Think about it, planning to make a two-story house isn’t cheap, but if you wait until the roof has been put on it to finally say: Oh you know what, you need another story on top of that” it’s far more expensive. You would have to remove all or part of the roof, build another story on top of it and then replace the roof again. In fact, your foundation may not even be designed to handle the extra weight.
Again, this is true even for adaptive projects, those that allow for change. Although the cost for change may be lower than in predictive, a change later on in the project generally costs more. The answer is obvious. The earlier you make such scope-related design changes and decisions, the less expensive the project will be. Procrastination causes cost to skyrocket.
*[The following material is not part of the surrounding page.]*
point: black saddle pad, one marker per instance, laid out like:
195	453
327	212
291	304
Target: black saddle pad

[11:47] Solve the Cost Management Puzzle
How will you get answers to the key project cost management questions to solve this puzzle? Consider the stakeholder requirements. We cannot stress enough the importance of the role of stakeholders in Cost Management and they should be involved at the very start during Cost Management Planning. Stakeholders influence how project costs are measures. For example, stakeholders may have a say in the method of cost estimation.
Stakeholder requirements also impact the timing of cost recognition on the project. For example, do we record cost in accounting at the point in time when cost are committed to, or do we wait until the actual money exchanges hands? Consider cost of resources needed to complete the project activities. Project managers are heavily concerned with the cost directly charged to the project. However, different cost horizons should also be considered. We not only manage costs, which are incurred during the duration of the project, but also consider the full product life cycle.
Today’s decision on the project can affect cost after the project completes. For example, spending more time and effort during the project to make sure that we have a user-friendly product will have the effect of reducing customer inquiries for service. Thereby, we are saving on long-run product support costs. Your project is just one piece of a large corporate puzzle that includes operations and support. You are not an island.
[13:32] Financial Performance
Finally, our lessons on costing finance and performance talk in a lot more depth than the PMBOK® Guide. Predicting and analyzing the potential financial performance of the project and its product may or may not be within the scope of the project.
At times, it may seem that every stakeholders want to see numbers in a different way. That is because stakeholders come from different backgrounds and have different needs. Hence, there will be a multitude of different ways you may need to represent the numbers.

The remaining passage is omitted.